Que la Virgen María, que dijo “sí” a la inaudita propuesta de Dios, nos ayude a abrir nuestros corazones a las invitaciones de Dios y a las necesidades de los demás.
Queridos hermanos y hermanas:
Acabamos de celebrar la Liturgia con motivo de la Primera Jornada Mundial de los Abuelos y de los Mayores. ¡Un aplauso a todos los abuelos, a todos! Abuelos y nietos, jóvenes y viejos juntos han manifestado uno de los rostros bellos de la Iglesia y han mostrado la alianza entre generaciones. Invito a celebrar esta Jornada en todas las comunidades y a visitar a los abuelos y a los ancianos, a los que están más solos, para entregarles mi mensaje, inspirado en la promesa de Jesús: “Yo estoy contigo todos los días”. Le pido al Señor que esta fiesta nos ayude a los más entrados en años a responder a su llamamiento en esta etapa de la vida, y muestre a la sociedad el valor de la presencia de los abuelos y los ancianos, especialmente en esta cultura del descarte. Los abuelos necesitan a los jóvenes y los jóvenes necesitan a los abuelos: ¡tienen que hablar, tienen que encontrarse! Los abuelos tienen la savia de la historia que sube y da fuerza al árbol que crece. Me viene a la mente —creo que ya lo he citado— ese pasaje de un poeta: “lo que el árbol tiene de florido, vive de lo que tiene sepultado”. Sin diálogo entre jóvenes y abuelos, la historia no sigue, la vida no sigue: hay que retomar esto, es un desafío para nuestra cultura. Los abuelos tienen derecho a soñar mirando miran a los jóvenes, y los jóvenes tienen derecho al coraje de la profecía tomando la savia de sus abuelos. Por favor, haced esto: encontrar abuelos y jóvenes y hablar, dialogar. Y hará felices a todos.
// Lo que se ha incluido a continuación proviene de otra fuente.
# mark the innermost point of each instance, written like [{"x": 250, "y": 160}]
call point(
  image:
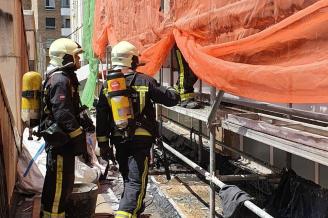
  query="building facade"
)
[{"x": 52, "y": 21}]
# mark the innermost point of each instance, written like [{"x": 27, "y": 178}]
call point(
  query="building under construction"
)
[{"x": 252, "y": 139}]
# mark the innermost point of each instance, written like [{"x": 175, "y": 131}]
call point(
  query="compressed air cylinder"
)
[
  {"x": 31, "y": 88},
  {"x": 118, "y": 99}
]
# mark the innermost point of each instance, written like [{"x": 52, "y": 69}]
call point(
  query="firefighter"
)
[
  {"x": 185, "y": 82},
  {"x": 133, "y": 148},
  {"x": 60, "y": 125}
]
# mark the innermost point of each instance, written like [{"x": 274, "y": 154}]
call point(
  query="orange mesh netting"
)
[{"x": 273, "y": 50}]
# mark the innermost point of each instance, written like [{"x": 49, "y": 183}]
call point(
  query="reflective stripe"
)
[
  {"x": 181, "y": 88},
  {"x": 75, "y": 133},
  {"x": 59, "y": 184},
  {"x": 140, "y": 88},
  {"x": 143, "y": 184},
  {"x": 142, "y": 100},
  {"x": 53, "y": 215},
  {"x": 102, "y": 138},
  {"x": 123, "y": 214},
  {"x": 141, "y": 131},
  {"x": 142, "y": 95},
  {"x": 186, "y": 96}
]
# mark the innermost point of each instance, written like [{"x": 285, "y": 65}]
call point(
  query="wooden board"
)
[{"x": 284, "y": 132}]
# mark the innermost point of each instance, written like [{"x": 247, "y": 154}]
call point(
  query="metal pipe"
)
[
  {"x": 246, "y": 177},
  {"x": 231, "y": 148},
  {"x": 251, "y": 206},
  {"x": 215, "y": 102},
  {"x": 278, "y": 109}
]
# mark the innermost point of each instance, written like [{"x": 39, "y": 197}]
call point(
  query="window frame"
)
[
  {"x": 50, "y": 27},
  {"x": 50, "y": 7}
]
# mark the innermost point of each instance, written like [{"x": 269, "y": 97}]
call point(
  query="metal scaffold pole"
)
[
  {"x": 250, "y": 205},
  {"x": 212, "y": 159}
]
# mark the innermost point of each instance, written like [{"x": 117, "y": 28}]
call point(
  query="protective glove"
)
[{"x": 106, "y": 151}]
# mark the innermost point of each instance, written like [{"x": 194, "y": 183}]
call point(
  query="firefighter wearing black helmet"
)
[
  {"x": 60, "y": 125},
  {"x": 132, "y": 147}
]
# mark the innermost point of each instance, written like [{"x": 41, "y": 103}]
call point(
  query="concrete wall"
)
[{"x": 13, "y": 63}]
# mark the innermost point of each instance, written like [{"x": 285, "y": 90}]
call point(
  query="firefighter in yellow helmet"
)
[
  {"x": 185, "y": 82},
  {"x": 61, "y": 125},
  {"x": 133, "y": 141}
]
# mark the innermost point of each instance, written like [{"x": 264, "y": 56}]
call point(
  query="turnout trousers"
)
[
  {"x": 58, "y": 183},
  {"x": 133, "y": 160}
]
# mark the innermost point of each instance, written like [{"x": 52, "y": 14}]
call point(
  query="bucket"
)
[{"x": 82, "y": 201}]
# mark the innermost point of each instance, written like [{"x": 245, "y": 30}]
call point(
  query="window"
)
[
  {"x": 65, "y": 3},
  {"x": 48, "y": 42},
  {"x": 50, "y": 4},
  {"x": 50, "y": 23},
  {"x": 66, "y": 23}
]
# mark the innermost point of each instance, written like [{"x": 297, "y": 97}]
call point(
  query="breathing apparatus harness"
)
[{"x": 127, "y": 118}]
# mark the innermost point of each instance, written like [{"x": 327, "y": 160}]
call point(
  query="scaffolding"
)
[{"x": 244, "y": 124}]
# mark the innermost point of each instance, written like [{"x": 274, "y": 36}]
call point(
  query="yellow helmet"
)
[
  {"x": 122, "y": 54},
  {"x": 62, "y": 51}
]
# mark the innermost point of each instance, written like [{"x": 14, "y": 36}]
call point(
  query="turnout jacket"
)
[
  {"x": 62, "y": 104},
  {"x": 145, "y": 92}
]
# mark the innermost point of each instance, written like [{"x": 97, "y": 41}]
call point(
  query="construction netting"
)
[
  {"x": 88, "y": 91},
  {"x": 268, "y": 50}
]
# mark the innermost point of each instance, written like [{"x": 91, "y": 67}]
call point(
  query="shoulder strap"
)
[{"x": 133, "y": 78}]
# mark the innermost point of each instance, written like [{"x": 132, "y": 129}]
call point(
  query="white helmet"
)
[
  {"x": 122, "y": 54},
  {"x": 62, "y": 51}
]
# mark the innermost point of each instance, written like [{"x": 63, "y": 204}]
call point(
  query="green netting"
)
[{"x": 89, "y": 89}]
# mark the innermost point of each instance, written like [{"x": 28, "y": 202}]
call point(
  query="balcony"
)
[{"x": 65, "y": 12}]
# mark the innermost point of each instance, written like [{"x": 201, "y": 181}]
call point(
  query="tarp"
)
[{"x": 274, "y": 51}]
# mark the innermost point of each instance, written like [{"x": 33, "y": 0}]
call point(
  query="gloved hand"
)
[
  {"x": 79, "y": 144},
  {"x": 106, "y": 151}
]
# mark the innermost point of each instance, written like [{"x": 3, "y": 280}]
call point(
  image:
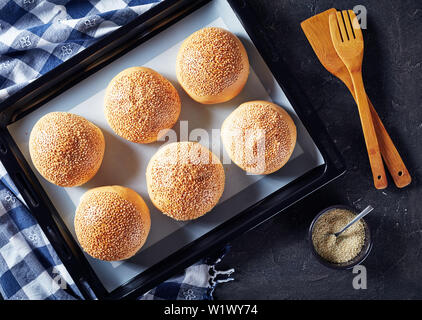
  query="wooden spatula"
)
[
  {"x": 317, "y": 31},
  {"x": 348, "y": 42}
]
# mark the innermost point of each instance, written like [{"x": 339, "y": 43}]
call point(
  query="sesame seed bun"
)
[
  {"x": 112, "y": 223},
  {"x": 185, "y": 180},
  {"x": 212, "y": 65},
  {"x": 259, "y": 136},
  {"x": 141, "y": 105},
  {"x": 66, "y": 149}
]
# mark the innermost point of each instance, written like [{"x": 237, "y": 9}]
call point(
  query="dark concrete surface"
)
[{"x": 274, "y": 260}]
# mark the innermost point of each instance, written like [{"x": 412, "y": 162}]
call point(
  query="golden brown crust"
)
[
  {"x": 259, "y": 136},
  {"x": 112, "y": 223},
  {"x": 185, "y": 180},
  {"x": 141, "y": 105},
  {"x": 212, "y": 65},
  {"x": 66, "y": 149}
]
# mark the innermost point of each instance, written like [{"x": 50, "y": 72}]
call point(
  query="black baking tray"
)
[{"x": 96, "y": 57}]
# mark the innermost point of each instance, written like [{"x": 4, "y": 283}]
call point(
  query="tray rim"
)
[{"x": 26, "y": 100}]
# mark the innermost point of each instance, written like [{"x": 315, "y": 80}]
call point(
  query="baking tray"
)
[{"x": 152, "y": 40}]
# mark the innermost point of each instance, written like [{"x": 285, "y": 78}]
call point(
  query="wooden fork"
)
[
  {"x": 317, "y": 31},
  {"x": 348, "y": 42}
]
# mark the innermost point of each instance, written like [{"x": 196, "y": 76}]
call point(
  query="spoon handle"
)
[{"x": 365, "y": 211}]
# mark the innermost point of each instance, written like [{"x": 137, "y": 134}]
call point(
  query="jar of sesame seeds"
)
[{"x": 348, "y": 249}]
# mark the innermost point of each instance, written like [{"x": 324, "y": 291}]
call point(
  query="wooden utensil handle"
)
[
  {"x": 391, "y": 156},
  {"x": 389, "y": 153},
  {"x": 375, "y": 160}
]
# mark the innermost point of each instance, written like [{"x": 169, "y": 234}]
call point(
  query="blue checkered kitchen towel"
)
[{"x": 36, "y": 36}]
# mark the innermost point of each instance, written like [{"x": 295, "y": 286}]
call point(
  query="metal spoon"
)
[{"x": 357, "y": 218}]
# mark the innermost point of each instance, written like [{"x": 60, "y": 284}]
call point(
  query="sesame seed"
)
[
  {"x": 259, "y": 137},
  {"x": 185, "y": 180},
  {"x": 140, "y": 104},
  {"x": 66, "y": 149}
]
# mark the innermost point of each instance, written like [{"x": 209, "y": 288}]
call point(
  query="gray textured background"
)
[{"x": 274, "y": 260}]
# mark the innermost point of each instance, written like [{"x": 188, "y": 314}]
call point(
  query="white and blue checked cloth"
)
[{"x": 36, "y": 36}]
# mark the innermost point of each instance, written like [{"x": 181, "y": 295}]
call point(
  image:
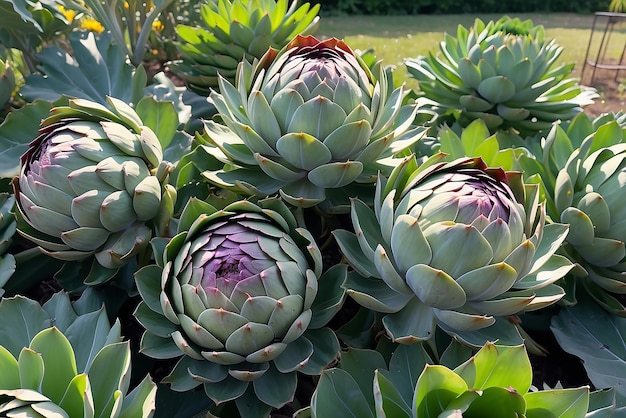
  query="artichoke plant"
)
[
  {"x": 503, "y": 72},
  {"x": 240, "y": 293},
  {"x": 308, "y": 120},
  {"x": 494, "y": 382},
  {"x": 452, "y": 243},
  {"x": 582, "y": 168},
  {"x": 234, "y": 30},
  {"x": 90, "y": 183},
  {"x": 7, "y": 230},
  {"x": 77, "y": 368},
  {"x": 7, "y": 85}
]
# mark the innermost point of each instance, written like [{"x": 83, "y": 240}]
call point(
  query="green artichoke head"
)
[
  {"x": 452, "y": 243},
  {"x": 88, "y": 183},
  {"x": 503, "y": 72},
  {"x": 308, "y": 120},
  {"x": 233, "y": 30},
  {"x": 237, "y": 294},
  {"x": 582, "y": 167}
]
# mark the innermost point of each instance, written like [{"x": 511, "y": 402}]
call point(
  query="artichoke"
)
[
  {"x": 239, "y": 292},
  {"x": 503, "y": 72},
  {"x": 235, "y": 30},
  {"x": 88, "y": 184},
  {"x": 308, "y": 120},
  {"x": 582, "y": 168},
  {"x": 454, "y": 244}
]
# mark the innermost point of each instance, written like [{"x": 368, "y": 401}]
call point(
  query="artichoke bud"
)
[
  {"x": 306, "y": 120},
  {"x": 86, "y": 183},
  {"x": 445, "y": 243},
  {"x": 122, "y": 246}
]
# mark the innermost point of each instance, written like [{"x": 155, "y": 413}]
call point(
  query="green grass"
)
[{"x": 395, "y": 38}]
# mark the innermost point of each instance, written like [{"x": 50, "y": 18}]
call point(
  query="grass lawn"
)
[{"x": 394, "y": 38}]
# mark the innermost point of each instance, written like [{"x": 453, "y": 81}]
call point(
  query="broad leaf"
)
[
  {"x": 16, "y": 132},
  {"x": 598, "y": 338},
  {"x": 339, "y": 395},
  {"x": 96, "y": 69},
  {"x": 22, "y": 319}
]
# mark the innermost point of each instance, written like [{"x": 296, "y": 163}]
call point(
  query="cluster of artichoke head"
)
[{"x": 240, "y": 290}]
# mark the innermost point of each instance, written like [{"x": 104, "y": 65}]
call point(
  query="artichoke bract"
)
[
  {"x": 582, "y": 167},
  {"x": 233, "y": 30},
  {"x": 241, "y": 294},
  {"x": 503, "y": 72},
  {"x": 452, "y": 243},
  {"x": 307, "y": 120},
  {"x": 88, "y": 183}
]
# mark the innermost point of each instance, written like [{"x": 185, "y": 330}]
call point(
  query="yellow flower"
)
[
  {"x": 158, "y": 25},
  {"x": 68, "y": 13},
  {"x": 92, "y": 25}
]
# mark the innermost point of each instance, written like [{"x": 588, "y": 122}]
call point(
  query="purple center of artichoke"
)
[
  {"x": 230, "y": 257},
  {"x": 481, "y": 195}
]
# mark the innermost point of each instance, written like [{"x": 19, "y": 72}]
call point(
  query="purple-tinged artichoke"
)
[
  {"x": 452, "y": 243},
  {"x": 309, "y": 121},
  {"x": 88, "y": 183},
  {"x": 582, "y": 168},
  {"x": 240, "y": 293}
]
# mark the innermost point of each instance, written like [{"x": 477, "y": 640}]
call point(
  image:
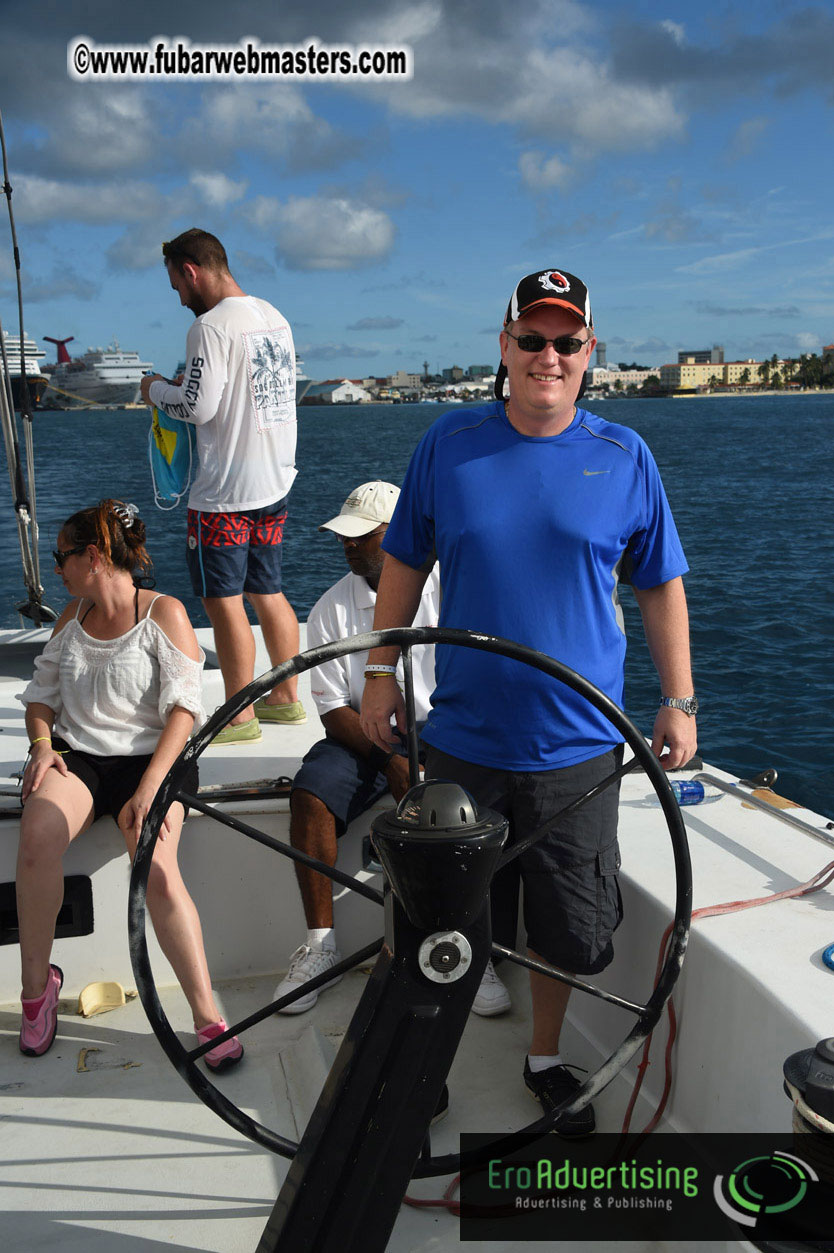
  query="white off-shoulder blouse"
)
[{"x": 113, "y": 697}]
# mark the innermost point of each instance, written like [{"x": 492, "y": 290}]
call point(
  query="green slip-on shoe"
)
[
  {"x": 239, "y": 733},
  {"x": 291, "y": 714}
]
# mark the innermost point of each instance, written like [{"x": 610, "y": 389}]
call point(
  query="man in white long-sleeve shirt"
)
[{"x": 238, "y": 389}]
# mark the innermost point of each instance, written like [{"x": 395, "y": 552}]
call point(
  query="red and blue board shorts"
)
[{"x": 229, "y": 554}]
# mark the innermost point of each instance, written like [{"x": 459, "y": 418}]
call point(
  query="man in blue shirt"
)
[{"x": 536, "y": 510}]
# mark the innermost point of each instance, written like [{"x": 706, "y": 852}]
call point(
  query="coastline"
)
[{"x": 793, "y": 394}]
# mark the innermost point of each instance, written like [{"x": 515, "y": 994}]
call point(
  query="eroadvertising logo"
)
[{"x": 666, "y": 1187}]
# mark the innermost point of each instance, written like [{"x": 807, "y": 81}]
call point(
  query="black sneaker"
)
[
  {"x": 551, "y": 1088},
  {"x": 441, "y": 1109}
]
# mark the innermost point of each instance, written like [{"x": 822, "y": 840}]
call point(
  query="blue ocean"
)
[{"x": 751, "y": 485}]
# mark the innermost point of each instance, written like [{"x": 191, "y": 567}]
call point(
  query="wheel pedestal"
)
[{"x": 355, "y": 1160}]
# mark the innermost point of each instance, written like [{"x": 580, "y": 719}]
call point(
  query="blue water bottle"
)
[{"x": 688, "y": 791}]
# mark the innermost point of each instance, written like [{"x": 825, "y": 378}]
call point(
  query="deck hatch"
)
[{"x": 75, "y": 917}]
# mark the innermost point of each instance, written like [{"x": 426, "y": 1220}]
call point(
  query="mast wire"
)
[{"x": 23, "y": 491}]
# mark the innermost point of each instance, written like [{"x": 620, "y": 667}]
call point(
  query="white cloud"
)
[
  {"x": 324, "y": 233},
  {"x": 745, "y": 138},
  {"x": 333, "y": 351},
  {"x": 41, "y": 199},
  {"x": 675, "y": 30},
  {"x": 218, "y": 191},
  {"x": 274, "y": 120},
  {"x": 542, "y": 173},
  {"x": 98, "y": 130}
]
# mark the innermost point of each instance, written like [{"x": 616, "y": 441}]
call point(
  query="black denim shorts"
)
[
  {"x": 571, "y": 895},
  {"x": 112, "y": 781}
]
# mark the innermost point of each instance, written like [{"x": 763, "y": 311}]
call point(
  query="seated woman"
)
[{"x": 115, "y": 696}]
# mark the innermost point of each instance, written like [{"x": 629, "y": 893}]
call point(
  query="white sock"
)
[{"x": 537, "y": 1061}]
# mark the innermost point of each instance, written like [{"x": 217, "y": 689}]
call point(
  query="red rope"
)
[{"x": 822, "y": 878}]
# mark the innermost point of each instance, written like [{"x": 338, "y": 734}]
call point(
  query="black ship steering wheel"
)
[{"x": 646, "y": 1015}]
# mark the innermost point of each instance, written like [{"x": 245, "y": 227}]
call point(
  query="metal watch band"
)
[{"x": 689, "y": 704}]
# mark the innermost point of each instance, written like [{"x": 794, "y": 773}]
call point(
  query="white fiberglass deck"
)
[{"x": 105, "y": 1147}]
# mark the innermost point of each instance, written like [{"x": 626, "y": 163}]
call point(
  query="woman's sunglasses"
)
[{"x": 63, "y": 554}]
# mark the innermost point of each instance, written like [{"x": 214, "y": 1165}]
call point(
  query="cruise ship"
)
[
  {"x": 34, "y": 358},
  {"x": 102, "y": 376}
]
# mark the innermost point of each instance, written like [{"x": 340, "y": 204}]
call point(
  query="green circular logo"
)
[{"x": 769, "y": 1184}]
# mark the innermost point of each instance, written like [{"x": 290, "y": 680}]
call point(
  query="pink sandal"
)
[
  {"x": 39, "y": 1021},
  {"x": 227, "y": 1054}
]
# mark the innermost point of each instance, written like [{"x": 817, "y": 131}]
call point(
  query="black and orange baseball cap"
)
[{"x": 550, "y": 287}]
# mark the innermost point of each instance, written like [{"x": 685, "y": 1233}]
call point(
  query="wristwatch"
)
[{"x": 689, "y": 704}]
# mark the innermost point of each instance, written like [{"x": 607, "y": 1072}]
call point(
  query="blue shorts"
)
[
  {"x": 571, "y": 895},
  {"x": 229, "y": 554},
  {"x": 343, "y": 782}
]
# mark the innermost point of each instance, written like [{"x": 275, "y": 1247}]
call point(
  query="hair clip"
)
[{"x": 125, "y": 513}]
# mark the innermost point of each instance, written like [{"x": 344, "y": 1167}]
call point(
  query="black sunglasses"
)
[
  {"x": 566, "y": 345},
  {"x": 63, "y": 554}
]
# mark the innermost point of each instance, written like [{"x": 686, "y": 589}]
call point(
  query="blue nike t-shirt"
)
[{"x": 532, "y": 536}]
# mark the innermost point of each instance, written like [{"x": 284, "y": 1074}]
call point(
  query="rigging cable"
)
[{"x": 23, "y": 491}]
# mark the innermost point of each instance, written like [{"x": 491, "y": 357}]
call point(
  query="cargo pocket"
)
[{"x": 609, "y": 900}]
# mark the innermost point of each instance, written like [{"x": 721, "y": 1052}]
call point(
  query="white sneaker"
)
[
  {"x": 492, "y": 998},
  {"x": 306, "y": 964}
]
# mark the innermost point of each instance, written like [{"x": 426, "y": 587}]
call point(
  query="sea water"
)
[{"x": 751, "y": 486}]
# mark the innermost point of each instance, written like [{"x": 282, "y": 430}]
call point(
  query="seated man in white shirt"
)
[{"x": 344, "y": 774}]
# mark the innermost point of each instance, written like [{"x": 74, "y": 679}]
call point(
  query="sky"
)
[{"x": 675, "y": 157}]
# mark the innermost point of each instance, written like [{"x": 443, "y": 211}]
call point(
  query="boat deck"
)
[{"x": 107, "y": 1148}]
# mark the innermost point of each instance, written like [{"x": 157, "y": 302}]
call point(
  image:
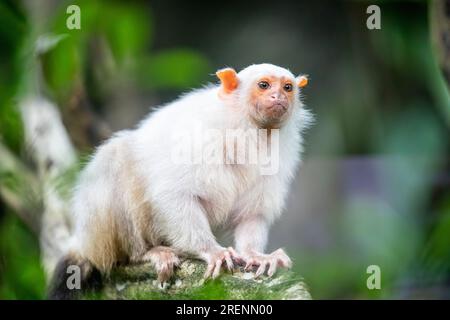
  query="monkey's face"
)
[
  {"x": 271, "y": 100},
  {"x": 267, "y": 94}
]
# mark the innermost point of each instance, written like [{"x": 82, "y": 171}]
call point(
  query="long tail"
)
[{"x": 73, "y": 277}]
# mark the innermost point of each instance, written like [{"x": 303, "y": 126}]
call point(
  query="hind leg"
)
[{"x": 164, "y": 260}]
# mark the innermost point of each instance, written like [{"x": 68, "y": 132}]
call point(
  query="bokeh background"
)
[{"x": 375, "y": 185}]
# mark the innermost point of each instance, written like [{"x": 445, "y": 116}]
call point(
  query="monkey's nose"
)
[{"x": 277, "y": 97}]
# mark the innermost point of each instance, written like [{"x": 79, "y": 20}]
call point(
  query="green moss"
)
[{"x": 139, "y": 282}]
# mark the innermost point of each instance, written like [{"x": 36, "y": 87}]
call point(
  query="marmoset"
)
[{"x": 141, "y": 198}]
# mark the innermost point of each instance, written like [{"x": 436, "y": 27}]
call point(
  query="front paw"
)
[
  {"x": 216, "y": 260},
  {"x": 262, "y": 262}
]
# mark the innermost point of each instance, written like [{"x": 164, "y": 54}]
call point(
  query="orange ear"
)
[
  {"x": 302, "y": 81},
  {"x": 228, "y": 78}
]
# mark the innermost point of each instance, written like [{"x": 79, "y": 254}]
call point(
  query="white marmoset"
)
[{"x": 139, "y": 199}]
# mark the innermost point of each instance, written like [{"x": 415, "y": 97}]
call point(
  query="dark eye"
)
[
  {"x": 263, "y": 85},
  {"x": 288, "y": 87}
]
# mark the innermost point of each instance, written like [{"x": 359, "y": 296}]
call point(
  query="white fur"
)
[{"x": 185, "y": 202}]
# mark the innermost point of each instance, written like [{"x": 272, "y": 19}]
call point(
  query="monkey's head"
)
[{"x": 266, "y": 93}]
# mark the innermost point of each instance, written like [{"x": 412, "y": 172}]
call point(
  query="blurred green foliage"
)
[
  {"x": 21, "y": 274},
  {"x": 382, "y": 95}
]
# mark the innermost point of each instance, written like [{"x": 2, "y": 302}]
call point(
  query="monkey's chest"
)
[{"x": 228, "y": 191}]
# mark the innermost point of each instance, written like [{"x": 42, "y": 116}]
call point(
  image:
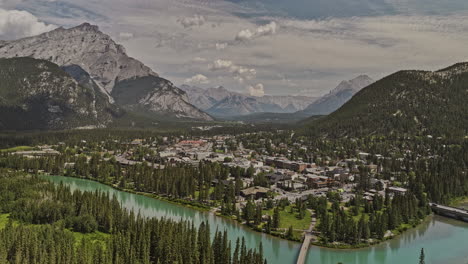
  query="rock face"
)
[
  {"x": 37, "y": 94},
  {"x": 224, "y": 103},
  {"x": 107, "y": 64},
  {"x": 338, "y": 96}
]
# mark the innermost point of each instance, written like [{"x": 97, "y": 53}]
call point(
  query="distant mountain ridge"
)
[
  {"x": 221, "y": 102},
  {"x": 338, "y": 96},
  {"x": 123, "y": 79},
  {"x": 404, "y": 103}
]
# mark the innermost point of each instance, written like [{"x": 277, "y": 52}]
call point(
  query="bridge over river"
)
[{"x": 452, "y": 212}]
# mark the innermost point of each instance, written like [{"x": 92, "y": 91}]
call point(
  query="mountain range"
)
[
  {"x": 337, "y": 97},
  {"x": 94, "y": 58},
  {"x": 38, "y": 94},
  {"x": 408, "y": 103},
  {"x": 225, "y": 104},
  {"x": 221, "y": 102}
]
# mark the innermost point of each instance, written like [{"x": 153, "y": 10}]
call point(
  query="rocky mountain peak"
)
[
  {"x": 125, "y": 80},
  {"x": 84, "y": 45}
]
En los últimos días, lluvias torrenciales han azotado la ciudad de Zhengzhou y la provincia de Henan, en China, provocando devastadoras inundaciones. Rezo por las víctimas y sus familias, y expreso mi cercanía y solidaridad a todos los que sufren esta calamidad.
El pasado viernes se inauguraron en Tokio los 32 Juegos Olímpicos. Que en esta época de pandemia, los Juegos sean un signo de esperanza, un signo de hermandad universal conforme a un sano agonismo. ¡Dios bendiga a los organizadores, a los atletas y a todos los que colaboran en esta gran fiesta del deporte!
Os saludo cordialmente a todos vosotros, romanos y peregrinos. En particular, saludo al grupo de abuelos de Rovigo —¡gracias por venir!—; a los jóvenes de Albinea que recorrieron la Vía Francígena desde Emilia a Roma; y a los participantes en el “Rally di Roma Capitale”. Saludo también a la comunidad del Cenáculo. Os deseo a todos un feliz domingo. Por favor, no os olvidéis de rezar por mí. ¡Buen almuerzo y hasta pronto! ¡Felicitaciones por la aprobación definitiva, muchachos de la Inmaculada!